For several months, images of blockaded government offices, clashes between demonstrators and police, and the ubiquitous red square that came to symbolize the protest movement made headlines around the world.

At issue was the provincial Liberal government's plan to nearly double tuition fees over five years to $3,800 per year, which, it said, would still leave the province with some of the lowest fees in Canada.

Reacting angrily, tens of thousands of students voted to strike and walked out of their classes.

The students declared victory after the fall provincial election when Pauline Marois' Parti Quebecois government ousted Jean Charest's Liberals and immediately promised to reverse the tuition hikes.

Martine Desjardins, the former president of Quebec's largest student federation, still remembers getting the phone call from a Marois staffer announcing the cancellation.

"It was the moment where I said to myself, 'we won,"' she said in a phone interview.

But while Desjardins sees the protests as an undeniable victory for the students, others have mixed feelings.

Some were disappointed the Marois government chose to allow tuition rates to rise gradually with the rate of inflation instead of reinstating a complete freeze.

And while the protests began with the narrow objective of reversing tuition hikes, for many they quickly expanded to include issues such as free education and reducing social inequality, according to a college teacher who marched with the students.

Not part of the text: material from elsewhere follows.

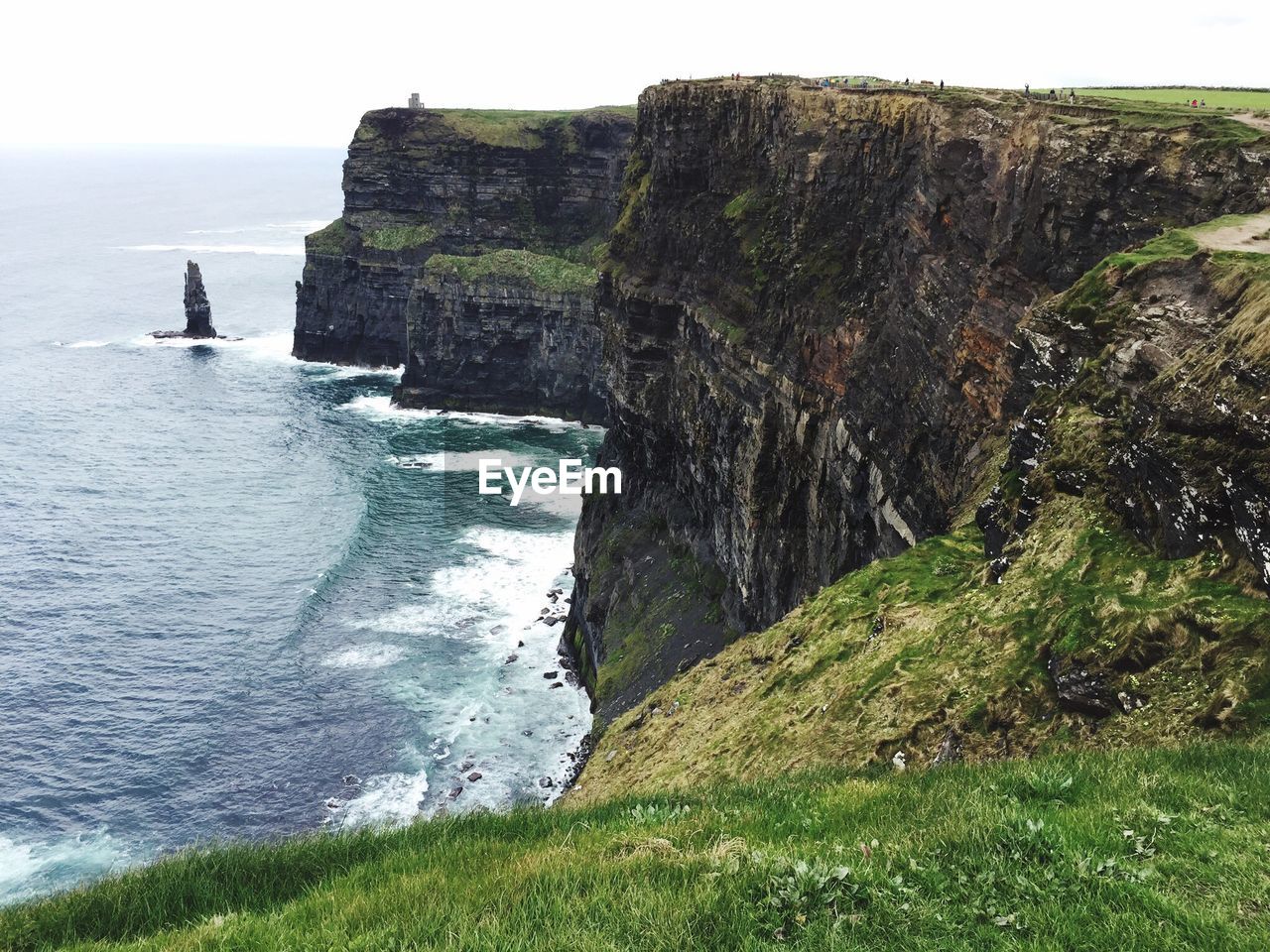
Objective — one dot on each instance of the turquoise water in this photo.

"It (wasn't) just, 'we don't want to pay more,' it's a vision of a society where education is important enough that we find the money to make it free for everybody," said College de Maisonneuve professor Julien Villeneuve, who became known as "Anarchopanda" after donning a black-and-white bear costume during the protests.

Villeneuve believes that message was partly lost, partly due to media coverage that focused on the violence.

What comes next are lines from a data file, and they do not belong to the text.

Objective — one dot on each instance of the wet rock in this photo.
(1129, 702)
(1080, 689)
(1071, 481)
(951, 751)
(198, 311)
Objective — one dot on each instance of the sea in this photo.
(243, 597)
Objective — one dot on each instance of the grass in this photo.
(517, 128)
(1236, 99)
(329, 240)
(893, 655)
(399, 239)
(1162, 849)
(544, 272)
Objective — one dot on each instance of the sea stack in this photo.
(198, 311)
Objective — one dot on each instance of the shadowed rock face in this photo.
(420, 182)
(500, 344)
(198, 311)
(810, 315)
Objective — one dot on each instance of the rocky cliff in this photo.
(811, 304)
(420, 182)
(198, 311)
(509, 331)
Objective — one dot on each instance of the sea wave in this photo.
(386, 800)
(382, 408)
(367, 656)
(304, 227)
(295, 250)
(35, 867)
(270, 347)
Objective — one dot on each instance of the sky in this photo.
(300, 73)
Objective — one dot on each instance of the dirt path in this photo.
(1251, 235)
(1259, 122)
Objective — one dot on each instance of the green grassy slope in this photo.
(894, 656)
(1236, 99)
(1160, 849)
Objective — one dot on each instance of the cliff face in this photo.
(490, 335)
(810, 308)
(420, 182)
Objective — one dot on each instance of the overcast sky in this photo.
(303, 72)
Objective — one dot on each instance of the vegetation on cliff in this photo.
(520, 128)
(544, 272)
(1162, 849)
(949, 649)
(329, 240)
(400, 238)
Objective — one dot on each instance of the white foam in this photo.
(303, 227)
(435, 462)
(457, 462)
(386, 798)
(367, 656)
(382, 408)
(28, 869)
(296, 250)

Nevertheless, he thinks that if there was a victory, it was introducing formerly "radical" ideas such as universal free education, socialism and anti-capitalism back into mainstream public discourse.

"In the strikes we did before, (free education) was always the goal, but before 2012 we never dared to say it," he said.

Katie Nelson, a Concordia University student who attended hundreds of protests, expressed a similar sentiment.

Nelson, now 24, says she was disappointed the PQ decided to allow tuition to rise with the cost of inflation, rather than reinstating a total freeze.

"A lot of the campaign promises that were made weren't kept," she said in a recent interview.

"But at the same time there were many victories, in that we mobilized an entire generation of students to organize and we popularized themes of anti-capitalism, anti-austerity -- these taboo topics that you don't grow up thinking are possible."

The strikes were the product of years of meticulous preparation on the part of student leaders that dated back to 2009.

But how they came to exceed even those organizers' expectations is still a matter of debate.

Desjardins believes the government's refusal to sit down with the students played a part, as did a controversial emergency law to crack down on protests that many saw as an infringement on civil rights.

To that list, Nelson adds unusually warm weather and anger at the political class over a number of corruption scandals.

What is clear, however, is that the perfect storm of conditions that produced the demonstrations has not since been replicated.

Student leaders tried hold a new series of walkouts protesting austerity in 2015, but those never gained the momentum attained in 2012.

Nelson and Villeneuve suggest this may be because protesters are still dealing with the physical, emotional and legal fallout of 2012.

Villeneuve says the protests spawned dozens of lawsuits, including several class-actions against authorities for the mass arrest of protesters.

Other demonstrators have alleged they were injured by police who responded to their civil disobedience with disproportionate force.

These include Nelson, who says she was arrested multiple times and given more than $7,000 in fines, though she was never charged with a crime.

She has also brought legal action against the Montreal police for alleged abuse of authority and assault during subsequent protests.

"I think people are tired still," said Nelson, who is still working to finish her degree. "We all came off this strike and returned to school."

Despite the relative quiet on the streets of late, many of the activists believe the events of 2012 could happen again under the right conditions.

"Maybe, although I hope not," Desjardins said.

"Not because we didn't get any pleasure from it, but it was very demanding. I'd rather people be able to reach agreements, to negotiate."